Upsilon^{2} Cassiopeiae is a barium star, showing an excess of the element barium in its spectrum. This can occur from mass transfer from a more-evolved companion star that later became a white dwarf, although no companion has been detected. It is 2.2 billion years old with 1.44 times the mass of the Sun. The star is radiating 55 times the luminosity of the Sun from its enlarged photosphere at an effective temperature of 4,937 K.

== Nomenclature ==
Upsilon^{2} Cassiopeiae, Latinised from υ^{2} Cassiopeiae, is the star's Bayer designation, abbreviated Upsilon^{2} Cas or υ^{2} Cas.

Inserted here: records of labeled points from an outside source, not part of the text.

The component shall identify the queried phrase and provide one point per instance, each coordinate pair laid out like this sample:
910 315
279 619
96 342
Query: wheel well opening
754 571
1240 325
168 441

This star bore the name Castula in Bayer's Uranometria, which is Latin for a type of woman's tunic. In 2016, the IAU organized a Working Group on Star Names (WGSN) to catalog and standardize proper names for stars. The WGSN approved the name Castula for this star on 5 September 2017 and it is now so included in the List of IAU-approved Star Names.